Looking into the TRM for the STM32L412xx board, I was wondering if I could use a DMA to copy constant data from the Flash to SRAM. The system architecture block diagram connects the DMAs to Flash through the DCode path:

However, while reading the document it is explicit mentioned this for the DMA bus:

This bus connects the AHB master interface of the DMA to the BusMatrix.The targets of this bus are the SRAM1 and SRAM2, the AHB1 peripherals including the APB1 and APB2 peripherals, the AHB2 peripherals and the external memories through the QUADSPI.

This got me confused. Can someone explain these details? Is it possible or not to read from Flash using the DMAs, and if not, why is the DMA seems to be connected to the embedded Flash through the DCode path?

TDK · ‎2023-09-26

Yes, you can use the DMA to transfer from FLASH to SRAM.

https://github.com/STMicroelectronics/STM32CubeL4/blob/master/Projects/NUCLEO-L452RE/Examples/DMA/DMA_FLASHToRAM/readme.txt

If you feel a post has answered your question, please click "Accept as Solution".

View solution in original post

TDK · ‎2023-09-26

Yes, you can use the DMA to transfer from FLASH to SRAM.

https://github.com/STMicroelectronics/STM32CubeL4/blob/master/Projects/NUCLEO-L452RE/Examples/DMA/DMA_FLASHToRAM/readme.txt

If you feel a post has answered your question, please click "Accept as Solution".

Issamos · ‎2023-09-26

Hello @raz3l

DMA can be use to send data to the SRAM to the flash. You can find here an exemple for the STM32L412kb-Nucleo.

Best regards.

II

raz3l · ‎2023-09-27

Thanks for the clarification!

raz3l · ‎2023-11-03

Hi TDK,

I was doing some random experiments and during a series of stress tests I encountered some results that I can't fully understand.
The experimental setup is simple: the CPU is running a sequence of 100 nop instructions while I would enable/disable the number of active DMAs and mix-and-match acceleration options of the Flash controller (instruction cache, data cache, and prefetching).

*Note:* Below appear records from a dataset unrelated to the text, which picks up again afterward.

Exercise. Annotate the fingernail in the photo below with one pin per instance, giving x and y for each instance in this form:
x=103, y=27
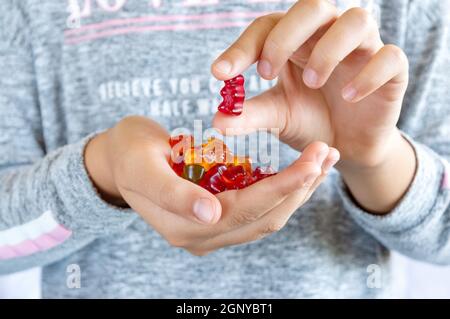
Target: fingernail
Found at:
x=349, y=93
x=223, y=66
x=329, y=164
x=204, y=210
x=265, y=68
x=321, y=156
x=309, y=180
x=310, y=77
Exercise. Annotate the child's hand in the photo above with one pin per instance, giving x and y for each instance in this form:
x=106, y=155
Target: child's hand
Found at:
x=129, y=164
x=338, y=82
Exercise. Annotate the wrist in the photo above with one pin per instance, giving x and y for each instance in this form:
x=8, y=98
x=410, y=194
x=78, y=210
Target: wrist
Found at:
x=99, y=169
x=376, y=157
x=379, y=187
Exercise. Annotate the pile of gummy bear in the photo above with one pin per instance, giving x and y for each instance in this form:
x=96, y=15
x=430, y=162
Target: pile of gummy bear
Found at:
x=212, y=165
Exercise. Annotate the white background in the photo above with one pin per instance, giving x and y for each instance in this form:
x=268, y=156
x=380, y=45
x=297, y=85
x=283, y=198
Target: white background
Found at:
x=412, y=279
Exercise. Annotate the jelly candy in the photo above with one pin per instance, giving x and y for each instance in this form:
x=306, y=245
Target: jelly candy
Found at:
x=236, y=177
x=193, y=172
x=215, y=151
x=177, y=167
x=262, y=172
x=213, y=166
x=244, y=161
x=233, y=94
x=212, y=180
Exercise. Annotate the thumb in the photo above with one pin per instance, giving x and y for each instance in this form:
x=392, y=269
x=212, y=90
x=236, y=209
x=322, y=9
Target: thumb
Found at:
x=259, y=112
x=161, y=185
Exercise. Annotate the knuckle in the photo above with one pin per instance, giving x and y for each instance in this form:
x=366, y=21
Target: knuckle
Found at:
x=362, y=17
x=167, y=193
x=272, y=227
x=265, y=19
x=178, y=242
x=197, y=252
x=317, y=5
x=322, y=57
x=397, y=53
x=243, y=217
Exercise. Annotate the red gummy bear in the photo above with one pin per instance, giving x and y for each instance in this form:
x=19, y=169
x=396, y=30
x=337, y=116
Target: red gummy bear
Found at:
x=233, y=94
x=212, y=180
x=236, y=177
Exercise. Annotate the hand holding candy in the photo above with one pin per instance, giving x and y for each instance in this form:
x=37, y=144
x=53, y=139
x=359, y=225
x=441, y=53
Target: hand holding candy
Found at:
x=213, y=166
x=233, y=94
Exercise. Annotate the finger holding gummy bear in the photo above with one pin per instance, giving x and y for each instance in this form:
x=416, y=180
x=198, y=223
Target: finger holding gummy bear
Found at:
x=212, y=165
x=233, y=94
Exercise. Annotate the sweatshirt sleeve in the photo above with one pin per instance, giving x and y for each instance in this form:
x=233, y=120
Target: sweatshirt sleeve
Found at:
x=48, y=206
x=419, y=226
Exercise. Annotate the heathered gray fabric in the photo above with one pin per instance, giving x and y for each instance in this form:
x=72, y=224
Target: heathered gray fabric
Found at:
x=54, y=95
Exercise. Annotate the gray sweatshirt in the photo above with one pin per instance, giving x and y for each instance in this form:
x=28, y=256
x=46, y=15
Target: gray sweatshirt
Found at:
x=72, y=68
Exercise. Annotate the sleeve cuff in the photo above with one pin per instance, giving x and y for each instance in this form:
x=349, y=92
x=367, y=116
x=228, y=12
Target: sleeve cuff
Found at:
x=416, y=205
x=79, y=206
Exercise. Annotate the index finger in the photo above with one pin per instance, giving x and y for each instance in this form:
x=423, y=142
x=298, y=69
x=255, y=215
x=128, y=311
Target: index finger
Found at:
x=249, y=204
x=246, y=49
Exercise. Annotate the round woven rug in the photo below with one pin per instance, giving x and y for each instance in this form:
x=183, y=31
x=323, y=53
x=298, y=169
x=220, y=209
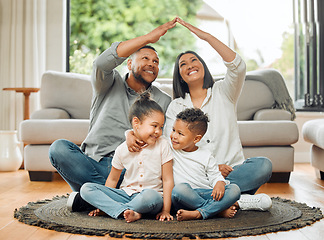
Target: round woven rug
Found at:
x=284, y=215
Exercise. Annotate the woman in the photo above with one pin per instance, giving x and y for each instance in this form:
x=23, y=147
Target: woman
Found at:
x=193, y=86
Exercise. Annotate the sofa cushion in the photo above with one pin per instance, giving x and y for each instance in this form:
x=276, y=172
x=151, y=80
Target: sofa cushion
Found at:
x=313, y=132
x=255, y=95
x=47, y=131
x=268, y=133
x=272, y=114
x=71, y=92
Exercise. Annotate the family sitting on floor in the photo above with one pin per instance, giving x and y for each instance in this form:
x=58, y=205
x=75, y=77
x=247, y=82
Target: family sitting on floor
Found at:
x=197, y=168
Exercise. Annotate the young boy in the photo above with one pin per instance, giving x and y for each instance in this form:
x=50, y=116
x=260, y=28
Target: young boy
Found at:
x=200, y=190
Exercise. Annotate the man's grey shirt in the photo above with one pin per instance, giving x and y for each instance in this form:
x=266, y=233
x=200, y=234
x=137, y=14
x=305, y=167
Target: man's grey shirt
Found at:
x=112, y=98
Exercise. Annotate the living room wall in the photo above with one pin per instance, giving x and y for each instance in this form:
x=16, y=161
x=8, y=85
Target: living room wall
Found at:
x=32, y=40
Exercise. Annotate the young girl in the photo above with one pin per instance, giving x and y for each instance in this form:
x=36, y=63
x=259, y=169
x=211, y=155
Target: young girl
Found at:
x=148, y=180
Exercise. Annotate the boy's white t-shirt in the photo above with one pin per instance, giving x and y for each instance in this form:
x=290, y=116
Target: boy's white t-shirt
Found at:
x=222, y=136
x=144, y=168
x=198, y=168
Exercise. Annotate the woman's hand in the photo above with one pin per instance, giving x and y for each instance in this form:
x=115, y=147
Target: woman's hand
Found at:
x=218, y=191
x=164, y=215
x=225, y=169
x=133, y=143
x=198, y=32
x=158, y=32
x=224, y=51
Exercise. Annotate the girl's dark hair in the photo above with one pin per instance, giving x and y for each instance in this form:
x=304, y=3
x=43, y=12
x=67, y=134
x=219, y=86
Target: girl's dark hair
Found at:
x=143, y=106
x=180, y=87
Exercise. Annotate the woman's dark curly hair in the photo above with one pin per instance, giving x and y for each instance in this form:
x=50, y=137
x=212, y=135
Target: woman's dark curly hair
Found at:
x=180, y=87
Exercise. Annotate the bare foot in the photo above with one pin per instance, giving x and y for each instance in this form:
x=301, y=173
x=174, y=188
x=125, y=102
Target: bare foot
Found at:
x=184, y=215
x=131, y=215
x=229, y=212
x=96, y=212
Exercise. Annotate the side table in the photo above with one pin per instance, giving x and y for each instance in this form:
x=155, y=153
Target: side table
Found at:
x=26, y=92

DMAs are configured to be reading data from flash and writing it to the SRAM. When the transfer is over, the DMA's interrupt is triggered, and I reconfigure them all over again and start the transfer again. I use the systick to measure the time taken to execute that 100 nop instructions
When doing that, I achieve some results that I can't explain:

With a single active DMA, there was a 30% overhead in performance, which seems reasonable since the core is sharing with the DMA the access to the flash
Activating a second DMA caused the execution delay to spike nearly to 1000x, which I wasn't expecting and couldn't quite figure out why is this happening
Disabling the instruction and data cache resulted in total core starvation, meaning I couldn't get any output from the serial port with the total number of cycles that took to run the 100 nop instructions.

Notably, when only the data cache was enabled, the system's performance improved compared to having only the instruction cache active.

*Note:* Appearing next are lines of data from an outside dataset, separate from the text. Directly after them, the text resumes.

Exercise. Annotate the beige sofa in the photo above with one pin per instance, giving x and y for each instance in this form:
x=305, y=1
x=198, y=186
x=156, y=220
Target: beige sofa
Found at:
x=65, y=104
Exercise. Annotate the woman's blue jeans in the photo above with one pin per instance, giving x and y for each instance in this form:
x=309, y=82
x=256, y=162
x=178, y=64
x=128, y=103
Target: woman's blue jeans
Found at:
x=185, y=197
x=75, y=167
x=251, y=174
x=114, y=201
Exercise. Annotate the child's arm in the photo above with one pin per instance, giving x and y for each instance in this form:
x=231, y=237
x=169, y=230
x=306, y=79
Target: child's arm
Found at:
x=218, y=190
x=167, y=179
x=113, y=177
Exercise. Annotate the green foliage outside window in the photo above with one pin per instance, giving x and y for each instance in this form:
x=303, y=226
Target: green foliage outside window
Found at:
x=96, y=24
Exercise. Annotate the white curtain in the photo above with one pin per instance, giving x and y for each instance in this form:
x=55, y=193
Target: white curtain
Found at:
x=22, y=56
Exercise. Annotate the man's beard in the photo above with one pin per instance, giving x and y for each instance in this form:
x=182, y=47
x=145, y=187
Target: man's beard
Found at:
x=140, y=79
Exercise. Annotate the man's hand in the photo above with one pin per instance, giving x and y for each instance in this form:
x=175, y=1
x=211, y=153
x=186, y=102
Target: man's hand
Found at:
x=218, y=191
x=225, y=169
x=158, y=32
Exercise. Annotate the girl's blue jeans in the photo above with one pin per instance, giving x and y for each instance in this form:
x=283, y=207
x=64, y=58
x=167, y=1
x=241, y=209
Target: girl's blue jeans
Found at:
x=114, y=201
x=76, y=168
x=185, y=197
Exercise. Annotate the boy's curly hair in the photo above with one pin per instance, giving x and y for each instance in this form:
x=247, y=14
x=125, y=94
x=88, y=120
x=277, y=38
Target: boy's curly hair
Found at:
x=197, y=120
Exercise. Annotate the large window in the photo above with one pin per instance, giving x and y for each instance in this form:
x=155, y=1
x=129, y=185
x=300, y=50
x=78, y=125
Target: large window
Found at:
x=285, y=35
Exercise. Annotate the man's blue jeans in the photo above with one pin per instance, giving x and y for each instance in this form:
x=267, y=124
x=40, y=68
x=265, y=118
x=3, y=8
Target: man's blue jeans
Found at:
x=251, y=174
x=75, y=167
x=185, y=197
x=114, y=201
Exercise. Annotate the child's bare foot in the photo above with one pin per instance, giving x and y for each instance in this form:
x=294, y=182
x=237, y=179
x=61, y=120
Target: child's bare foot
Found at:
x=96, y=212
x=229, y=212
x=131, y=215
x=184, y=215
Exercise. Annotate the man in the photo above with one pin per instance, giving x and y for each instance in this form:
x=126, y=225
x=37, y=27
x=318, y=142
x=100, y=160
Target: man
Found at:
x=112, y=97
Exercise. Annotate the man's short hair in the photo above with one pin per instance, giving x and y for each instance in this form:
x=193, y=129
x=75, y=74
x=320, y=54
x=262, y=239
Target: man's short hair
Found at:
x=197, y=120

Given these observations, I am curious to understand the underlying reasons for this behavior. So, I'm shooting these questions:

Why does the system performance degrade so significantly when a second DMA is activated?
What could be the cause behind the complete core starvation when the ART acceleration options are disabled?
Is there a reason why the data cache seems to have a more substantial impact on performance than the instruction cache in this context?

Any technical insights, guidance, or suggestions for further experimentation would be greatly appreciated. Thank you for your time and sorry for the long explanation.